It is clear that technology progresses at a higher speed than our ability to adapt and use the new materials or systems at their full potential. Beyond inevitable collisions, we observe in real time the reconfiguration of social interactions in a space mediated by digitalization, which leads to a higher change of cultural paradigm.
At a first glance, the changes in the physical space seem easily acceptable, or even unnoticeable. In our increasingly smarter cities, invisible sensors constantly gather a huge amount of information (the so-called big urban data), more in a day than in the last hundred years. Archives are created with flows of traffic, movement and break times, analysis of air composition, marker flows on various things, tweets, likes and visits. One does not know exactly what they will be used for, but it is clear that they will be used in the future, and the success will go to the one able to use them. From the pessimistic scenarios (Paul Virilio, for instance) forecasting feelings of anxiety, the loss of reference points, technocracy, and increased social discrepancies etc., to the optimistic ones (the physics of the future for Michio Kaku) which bet on a safer, healthier and more comfortable life, everything seems possible. But, most likely, people will always keep the right balance. Though one can never be sure of people.

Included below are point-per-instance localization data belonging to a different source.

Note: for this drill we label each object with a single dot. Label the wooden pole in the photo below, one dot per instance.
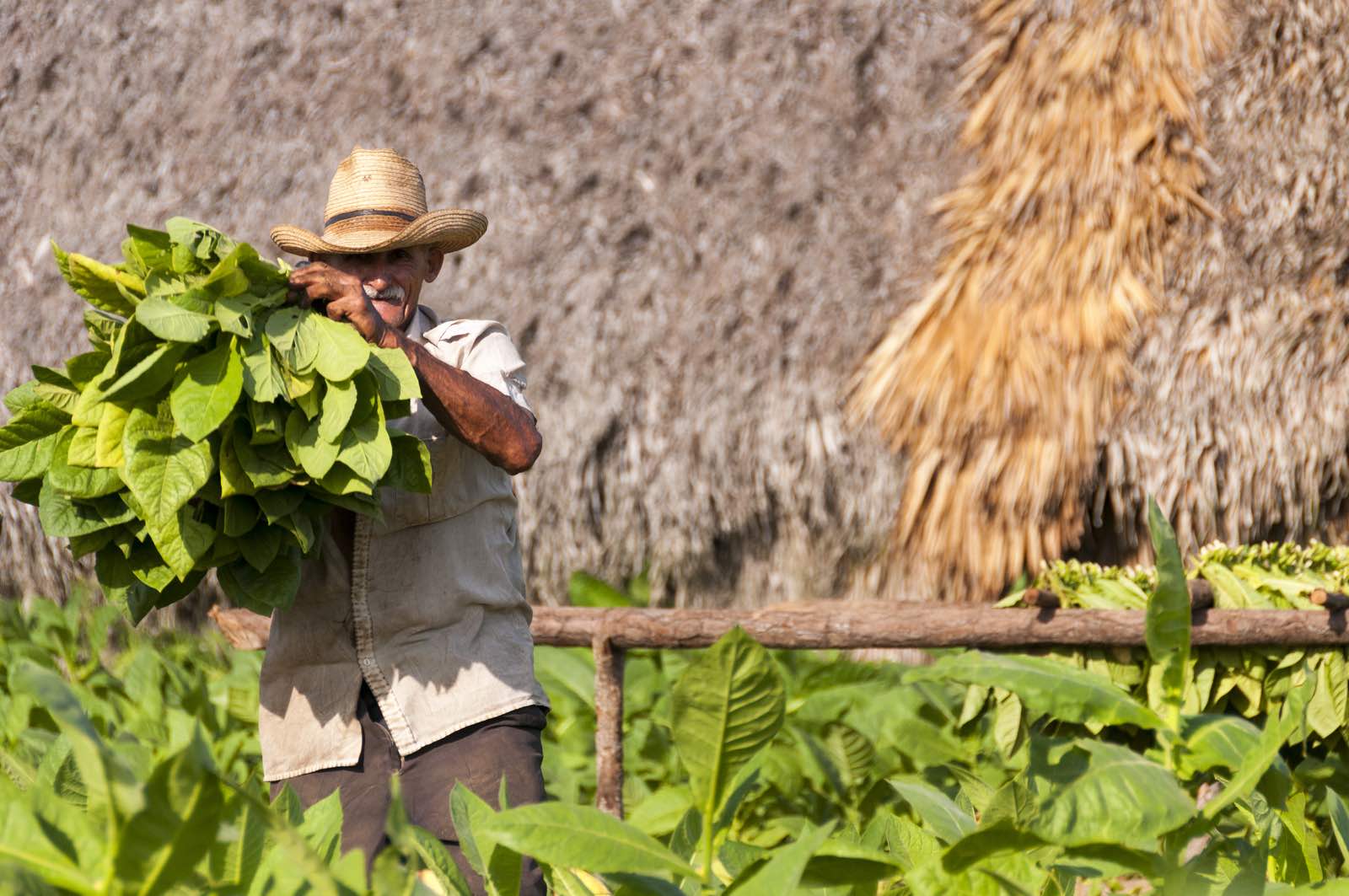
(609, 725)
(914, 625)
(854, 625)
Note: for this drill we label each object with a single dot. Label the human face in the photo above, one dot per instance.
(393, 280)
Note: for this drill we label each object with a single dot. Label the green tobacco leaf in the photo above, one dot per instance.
(177, 824)
(586, 590)
(343, 480)
(1045, 686)
(110, 783)
(29, 440)
(269, 422)
(341, 351)
(1101, 792)
(103, 328)
(337, 402)
(182, 541)
(274, 588)
(78, 482)
(307, 392)
(422, 845)
(726, 707)
(234, 314)
(409, 466)
(234, 480)
(153, 368)
(239, 516)
(294, 341)
(1169, 614)
(22, 397)
(1259, 757)
(986, 842)
(121, 586)
(838, 861)
(304, 437)
(168, 320)
(496, 861)
(1339, 821)
(65, 517)
(206, 390)
(83, 447)
(395, 374)
(266, 466)
(263, 378)
(261, 545)
(226, 280)
(84, 368)
(366, 447)
(937, 810)
(99, 282)
(152, 249)
(1227, 741)
(164, 474)
(582, 837)
(280, 503)
(782, 872)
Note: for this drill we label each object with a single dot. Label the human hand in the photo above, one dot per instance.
(341, 296)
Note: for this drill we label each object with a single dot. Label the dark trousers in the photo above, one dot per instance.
(479, 756)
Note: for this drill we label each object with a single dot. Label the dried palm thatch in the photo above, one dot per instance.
(1239, 415)
(694, 207)
(998, 384)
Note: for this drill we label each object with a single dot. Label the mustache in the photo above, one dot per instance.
(391, 293)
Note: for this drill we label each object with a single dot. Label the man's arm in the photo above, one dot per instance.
(482, 417)
(486, 420)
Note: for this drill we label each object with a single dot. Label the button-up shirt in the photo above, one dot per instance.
(429, 610)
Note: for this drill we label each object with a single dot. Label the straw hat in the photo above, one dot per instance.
(377, 202)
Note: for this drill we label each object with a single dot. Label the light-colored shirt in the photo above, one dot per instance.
(431, 609)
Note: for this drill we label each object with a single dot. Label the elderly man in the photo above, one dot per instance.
(408, 648)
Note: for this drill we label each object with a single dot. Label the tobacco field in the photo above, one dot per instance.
(132, 764)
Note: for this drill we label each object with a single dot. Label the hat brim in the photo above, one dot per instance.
(445, 231)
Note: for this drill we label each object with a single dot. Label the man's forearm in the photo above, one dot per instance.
(474, 412)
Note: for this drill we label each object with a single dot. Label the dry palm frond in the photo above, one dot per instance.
(998, 382)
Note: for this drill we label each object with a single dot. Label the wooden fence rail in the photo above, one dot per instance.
(809, 626)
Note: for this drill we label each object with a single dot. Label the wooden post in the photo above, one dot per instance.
(609, 723)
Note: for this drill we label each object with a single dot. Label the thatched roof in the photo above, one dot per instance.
(701, 217)
(1000, 381)
(1239, 417)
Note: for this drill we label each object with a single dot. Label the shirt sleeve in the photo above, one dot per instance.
(483, 350)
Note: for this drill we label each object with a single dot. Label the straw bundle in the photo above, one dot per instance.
(998, 382)
(694, 217)
(1239, 413)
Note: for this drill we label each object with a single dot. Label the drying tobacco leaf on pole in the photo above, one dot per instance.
(209, 426)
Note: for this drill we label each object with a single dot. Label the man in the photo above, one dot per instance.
(408, 648)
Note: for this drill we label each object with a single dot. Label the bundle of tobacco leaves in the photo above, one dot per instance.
(211, 426)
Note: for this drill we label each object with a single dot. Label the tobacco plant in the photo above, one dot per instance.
(208, 427)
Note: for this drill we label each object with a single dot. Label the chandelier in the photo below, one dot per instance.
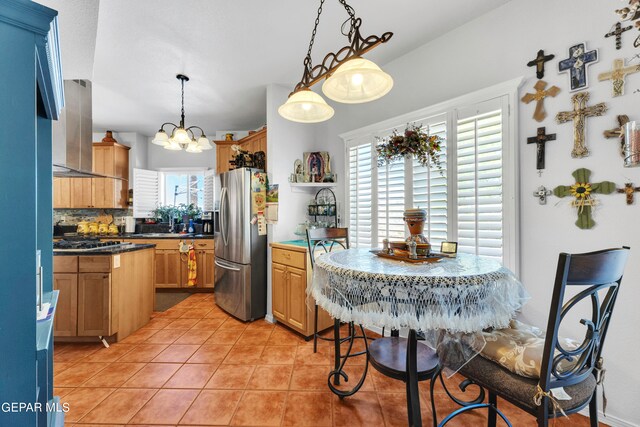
(349, 78)
(182, 138)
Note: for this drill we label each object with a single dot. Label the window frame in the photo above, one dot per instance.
(507, 92)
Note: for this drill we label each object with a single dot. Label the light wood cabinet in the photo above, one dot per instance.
(61, 193)
(257, 141)
(111, 159)
(94, 304)
(65, 322)
(103, 295)
(290, 276)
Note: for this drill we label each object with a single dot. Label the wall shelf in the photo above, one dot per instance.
(313, 184)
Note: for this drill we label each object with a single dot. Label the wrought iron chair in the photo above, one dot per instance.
(326, 240)
(596, 277)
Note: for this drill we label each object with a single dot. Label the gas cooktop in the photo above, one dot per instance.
(83, 245)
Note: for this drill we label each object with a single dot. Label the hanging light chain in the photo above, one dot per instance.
(307, 60)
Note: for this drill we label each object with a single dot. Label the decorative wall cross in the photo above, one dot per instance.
(618, 132)
(578, 116)
(617, 75)
(542, 194)
(576, 64)
(628, 190)
(539, 114)
(582, 191)
(541, 58)
(540, 140)
(617, 33)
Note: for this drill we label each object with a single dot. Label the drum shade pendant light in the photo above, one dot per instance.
(182, 138)
(349, 78)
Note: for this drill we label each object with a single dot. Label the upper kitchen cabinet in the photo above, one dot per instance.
(257, 141)
(111, 159)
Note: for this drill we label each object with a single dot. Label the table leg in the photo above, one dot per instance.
(337, 342)
(413, 396)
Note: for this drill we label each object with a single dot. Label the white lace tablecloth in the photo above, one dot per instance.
(461, 295)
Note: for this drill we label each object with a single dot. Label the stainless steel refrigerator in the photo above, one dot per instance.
(240, 253)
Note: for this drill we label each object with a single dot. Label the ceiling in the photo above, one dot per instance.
(231, 50)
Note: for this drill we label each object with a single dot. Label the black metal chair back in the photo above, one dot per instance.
(598, 273)
(327, 239)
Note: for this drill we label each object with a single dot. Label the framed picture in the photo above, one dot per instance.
(317, 165)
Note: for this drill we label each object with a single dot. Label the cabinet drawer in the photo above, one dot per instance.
(291, 258)
(95, 264)
(65, 264)
(203, 244)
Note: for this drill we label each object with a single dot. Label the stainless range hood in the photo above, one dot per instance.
(72, 133)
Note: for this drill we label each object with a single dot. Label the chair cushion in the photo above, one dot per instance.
(521, 390)
(519, 348)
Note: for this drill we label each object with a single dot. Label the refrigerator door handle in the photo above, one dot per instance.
(226, 267)
(223, 214)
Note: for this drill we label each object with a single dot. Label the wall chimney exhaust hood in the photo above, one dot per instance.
(73, 133)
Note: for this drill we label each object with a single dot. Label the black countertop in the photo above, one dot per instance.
(106, 250)
(131, 236)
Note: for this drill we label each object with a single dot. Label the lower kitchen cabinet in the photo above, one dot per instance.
(94, 304)
(290, 275)
(103, 295)
(65, 322)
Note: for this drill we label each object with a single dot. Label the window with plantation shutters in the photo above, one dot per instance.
(480, 184)
(471, 199)
(360, 194)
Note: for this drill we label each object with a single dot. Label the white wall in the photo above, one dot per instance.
(158, 158)
(495, 48)
(286, 141)
(138, 152)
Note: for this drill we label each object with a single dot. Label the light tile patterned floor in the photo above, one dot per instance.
(195, 365)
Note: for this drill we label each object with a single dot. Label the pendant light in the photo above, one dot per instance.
(349, 77)
(182, 138)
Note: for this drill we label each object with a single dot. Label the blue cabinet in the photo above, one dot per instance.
(31, 95)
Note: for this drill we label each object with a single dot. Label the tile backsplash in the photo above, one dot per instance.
(74, 216)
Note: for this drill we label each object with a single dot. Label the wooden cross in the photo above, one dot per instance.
(617, 33)
(628, 189)
(617, 75)
(539, 114)
(541, 58)
(582, 191)
(576, 64)
(578, 116)
(618, 132)
(540, 140)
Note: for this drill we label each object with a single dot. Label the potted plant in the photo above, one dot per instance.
(414, 142)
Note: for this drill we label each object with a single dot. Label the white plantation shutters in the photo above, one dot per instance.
(145, 192)
(480, 217)
(360, 158)
(429, 188)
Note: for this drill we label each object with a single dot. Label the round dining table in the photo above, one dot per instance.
(447, 300)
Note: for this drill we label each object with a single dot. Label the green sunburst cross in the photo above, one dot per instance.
(582, 191)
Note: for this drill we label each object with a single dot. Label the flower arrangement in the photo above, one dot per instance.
(414, 142)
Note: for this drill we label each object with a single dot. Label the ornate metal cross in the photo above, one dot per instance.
(578, 116)
(617, 75)
(628, 190)
(542, 194)
(576, 64)
(618, 132)
(539, 114)
(541, 58)
(540, 140)
(617, 33)
(582, 191)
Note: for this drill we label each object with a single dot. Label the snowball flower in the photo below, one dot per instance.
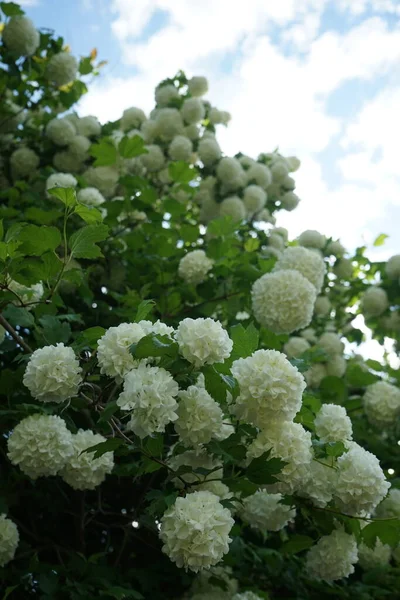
(332, 557)
(389, 507)
(180, 148)
(193, 110)
(233, 207)
(374, 301)
(154, 159)
(199, 417)
(113, 354)
(378, 556)
(40, 445)
(264, 511)
(23, 162)
(195, 531)
(53, 374)
(290, 442)
(149, 392)
(203, 341)
(322, 306)
(9, 538)
(393, 267)
(230, 173)
(295, 347)
(20, 36)
(289, 201)
(361, 482)
(88, 126)
(270, 388)
(209, 151)
(131, 118)
(382, 403)
(194, 267)
(60, 131)
(254, 198)
(332, 424)
(62, 68)
(283, 301)
(307, 262)
(259, 174)
(83, 471)
(312, 239)
(90, 197)
(105, 179)
(198, 86)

The beauty comes when those data are made visible, people understand what they see and this translation means going from information to knowledge. At one end, key decisions of urban planning are taken based on such statistical diagrams; at the other, the residents of a city may have an impulse for the urban administration, may increase the dialogue or may set up, in time, new communities.
Media architecture is seen as the most recent art and craft of space modelling in the digital era. This new area may bring together multiple opportunities of mediation with most diverse issues and requests, from arts to politics and entertainment to environmental sciences: “To me, it is not about technology. It is about materials that are provisioned to mediate interactions by designing spaces that use specific modalities in order to manifest a certain set of values”. This is how the field was described by Martin Brynskov, the director of the second edition ofMedia Biennale in Aarhus, Denmark. This definition extends the concept of media to its most extreme physical element, taking at the same time the concept of architecture to its most non-physical meaning. Projects presented at the biennale will be featured in the coming issues of Zeppelin, stay tuned!
Until then, only an example of an application getting Aarhus (recently selected for the 2017 European cultural capital) ready for the cultural transition to a smart city status:
City Bug Report is an installation set on the city hall tower for the biennale and which will work until December. The building was designed by the great Danish architect Arne Jacobsen, and is classified as a monument since 1997, so any intervention needs to be completely reversible. (As a coincidence, in 1937, when the project started and he was asked to produce a monumental building, Arne Jacobsen pleaded for a rather democratic architecture, finally accepting the construction of the tower, but which he made to be surrounded by a scaffolding structure, to look like a construction site for ever!). On a truly light structure, rather behind the structure of the tower, 4 layers made of 5,500 leds (Pixel) were placed on 4 successive levels, each one being managed by a controller. The content displayed on the layers is part of the “City Bug Report” system, through which people in Aarhus can digitally talk about issues coming in their city (via internet or smartphone). A series of differently coloured dots (red, blue) goes on those layers, each dot standing for a critical case (bug) in a certain stage, depending on the time and the problem-solving status. In one day, those small animations show the lifecycle of various bugs coming along one year, and constantly updated. Finally, when the issue is sorted out by municipality, the dot turns white and then goes away.
The project is completed in cooperation with the Media Architecture Institute and Aarhus University / PIT / CAVI with the support of AHL Mediafacades which covered the hardware. But the top challenge was, obviously, that for the municipality, which accepted a difficult thing, namely to introduce an administrative information in an open-data system (information available to anyone, and which is, in its turn, created by the contributions of the public). The tower of the Aarhus City Hall is now the most visible representation of that vision, a genuine democratic instrument specific to the smart city.